Sumber: Finbold News | Editor: Handoyo
KONTAN.CO.ID - JAKARTA. Industri kripto kembali diguncang oleh gelombang peretasan besar sepanjang paruh pertama tahun 2025.
Berdasarkan laporan Finbold H1 2025 Cryptocurrency Report, yang mengutip data dari perusahaan keamanan blockchain SlowMist, total kerugian akibat peretasan mencapai US$2,24 miliar (Rp 36 triliun) antara Januari hingga Juni 2025.

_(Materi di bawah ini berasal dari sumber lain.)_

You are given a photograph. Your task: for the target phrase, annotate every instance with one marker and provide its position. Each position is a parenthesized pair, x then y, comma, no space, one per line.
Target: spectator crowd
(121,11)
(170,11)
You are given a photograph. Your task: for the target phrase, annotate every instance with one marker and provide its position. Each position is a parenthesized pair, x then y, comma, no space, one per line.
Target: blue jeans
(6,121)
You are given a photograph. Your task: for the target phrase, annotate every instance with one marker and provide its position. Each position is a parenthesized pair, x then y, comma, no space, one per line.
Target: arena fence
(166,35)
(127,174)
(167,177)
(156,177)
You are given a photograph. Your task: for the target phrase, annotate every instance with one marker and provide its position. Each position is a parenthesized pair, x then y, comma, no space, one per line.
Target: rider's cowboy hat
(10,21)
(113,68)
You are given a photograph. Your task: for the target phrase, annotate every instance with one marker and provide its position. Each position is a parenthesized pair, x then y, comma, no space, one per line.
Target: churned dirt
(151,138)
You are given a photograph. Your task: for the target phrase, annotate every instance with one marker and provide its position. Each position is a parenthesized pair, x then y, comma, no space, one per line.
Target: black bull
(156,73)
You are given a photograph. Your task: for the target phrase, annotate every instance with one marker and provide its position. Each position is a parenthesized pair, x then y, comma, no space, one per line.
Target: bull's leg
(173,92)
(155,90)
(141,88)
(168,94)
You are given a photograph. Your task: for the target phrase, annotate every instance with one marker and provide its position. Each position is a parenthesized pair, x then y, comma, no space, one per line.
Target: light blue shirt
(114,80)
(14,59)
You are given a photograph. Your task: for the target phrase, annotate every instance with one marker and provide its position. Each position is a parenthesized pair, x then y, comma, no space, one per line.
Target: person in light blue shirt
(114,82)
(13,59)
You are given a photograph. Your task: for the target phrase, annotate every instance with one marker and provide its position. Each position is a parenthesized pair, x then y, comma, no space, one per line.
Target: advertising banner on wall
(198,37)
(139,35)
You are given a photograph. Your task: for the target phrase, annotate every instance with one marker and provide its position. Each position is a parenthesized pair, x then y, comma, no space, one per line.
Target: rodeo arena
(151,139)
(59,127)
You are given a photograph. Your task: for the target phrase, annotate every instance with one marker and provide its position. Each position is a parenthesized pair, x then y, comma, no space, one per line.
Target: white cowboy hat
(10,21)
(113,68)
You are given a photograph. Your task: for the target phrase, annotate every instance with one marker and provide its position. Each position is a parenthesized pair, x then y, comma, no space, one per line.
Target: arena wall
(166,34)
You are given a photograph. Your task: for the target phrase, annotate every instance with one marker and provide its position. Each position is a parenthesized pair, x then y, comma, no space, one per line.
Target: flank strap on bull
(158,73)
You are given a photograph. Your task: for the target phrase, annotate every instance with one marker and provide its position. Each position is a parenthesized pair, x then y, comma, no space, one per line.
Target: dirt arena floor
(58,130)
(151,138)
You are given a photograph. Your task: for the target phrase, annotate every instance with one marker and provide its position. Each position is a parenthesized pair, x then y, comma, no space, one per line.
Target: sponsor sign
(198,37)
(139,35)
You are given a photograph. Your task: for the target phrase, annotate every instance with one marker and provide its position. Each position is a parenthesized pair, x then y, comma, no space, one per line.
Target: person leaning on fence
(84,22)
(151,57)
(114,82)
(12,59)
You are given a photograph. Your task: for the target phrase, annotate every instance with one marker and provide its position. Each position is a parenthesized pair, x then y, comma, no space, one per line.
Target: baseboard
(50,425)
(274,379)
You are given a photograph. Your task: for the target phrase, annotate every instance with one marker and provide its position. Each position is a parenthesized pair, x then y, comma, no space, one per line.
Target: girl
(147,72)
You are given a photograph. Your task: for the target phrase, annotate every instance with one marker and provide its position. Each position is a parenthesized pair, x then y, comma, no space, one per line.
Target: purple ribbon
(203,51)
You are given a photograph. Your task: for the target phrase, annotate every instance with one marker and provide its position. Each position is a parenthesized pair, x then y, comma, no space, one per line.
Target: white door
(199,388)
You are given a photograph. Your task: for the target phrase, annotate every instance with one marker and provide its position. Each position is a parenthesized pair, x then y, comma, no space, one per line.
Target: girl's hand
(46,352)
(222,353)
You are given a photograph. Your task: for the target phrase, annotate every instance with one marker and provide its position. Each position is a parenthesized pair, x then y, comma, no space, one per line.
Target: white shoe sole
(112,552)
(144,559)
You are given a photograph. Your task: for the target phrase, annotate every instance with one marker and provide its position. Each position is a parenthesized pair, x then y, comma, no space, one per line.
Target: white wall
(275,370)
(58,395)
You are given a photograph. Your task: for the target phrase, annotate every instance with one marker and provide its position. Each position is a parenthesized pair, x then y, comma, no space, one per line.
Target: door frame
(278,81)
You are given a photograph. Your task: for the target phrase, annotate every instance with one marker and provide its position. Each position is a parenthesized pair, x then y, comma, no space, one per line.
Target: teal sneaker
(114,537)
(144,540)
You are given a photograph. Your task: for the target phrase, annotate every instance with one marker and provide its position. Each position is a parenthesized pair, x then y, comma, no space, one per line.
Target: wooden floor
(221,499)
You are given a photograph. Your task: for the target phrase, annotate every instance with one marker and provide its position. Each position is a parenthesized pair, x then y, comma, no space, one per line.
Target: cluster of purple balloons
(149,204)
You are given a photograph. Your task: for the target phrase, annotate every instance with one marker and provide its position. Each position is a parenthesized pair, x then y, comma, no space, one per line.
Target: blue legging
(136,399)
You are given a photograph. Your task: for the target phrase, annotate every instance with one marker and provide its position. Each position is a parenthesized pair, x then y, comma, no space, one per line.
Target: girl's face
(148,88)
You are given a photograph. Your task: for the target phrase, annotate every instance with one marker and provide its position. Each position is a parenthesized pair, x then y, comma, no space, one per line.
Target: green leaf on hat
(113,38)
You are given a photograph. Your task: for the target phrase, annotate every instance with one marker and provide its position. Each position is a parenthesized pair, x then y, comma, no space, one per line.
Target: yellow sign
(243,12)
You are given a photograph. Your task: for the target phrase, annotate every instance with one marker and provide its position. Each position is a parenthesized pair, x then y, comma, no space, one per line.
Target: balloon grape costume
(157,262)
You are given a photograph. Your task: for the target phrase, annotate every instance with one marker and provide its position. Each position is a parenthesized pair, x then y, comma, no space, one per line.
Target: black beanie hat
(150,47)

Insiden Bybit Jadi yang Terbesar di Tahun Ini
Kerugian terbesar disebabkan oleh peretasan dompet Bybit yang menelan kerugian sebesar US$1,5 miliar, menjadikannya sebagai insiden peretasan kripto terbesar tahun ini sejauh ini. Serangan ini menyumbang sekitar 85% dari seluruh kerugian pada kuartal pertama (Q1).
Baca Juga: DPR AS Siap Bahas 3 RUU Kripto pada Pertengahan Juli 2025, Apa Saja?
Selain Bybit, beberapa insiden besar lainnya meliputi:
-
US$230 juta akibat kerentanan kontrak pintar di Cetus Protocol
-
US$100 juta rug pull oleh proyek LIBRA
-
Eksploitasi celah keamanan di Nobitex (US$90 juta) dan UPCX (US$70 juta)
Kuartal Kedua Menunjukkan Penurunan, Tapi Belum Aman
Menariknya, sebagian besar dana dicuri pada kuartal pertama (Q1) dengan total kerugian mencapai US$1,77 miliar. Di sisi lain, kuartal kedua (Q2) mencatat penurunan signifikan dengan hanya US$465 juta kerugian.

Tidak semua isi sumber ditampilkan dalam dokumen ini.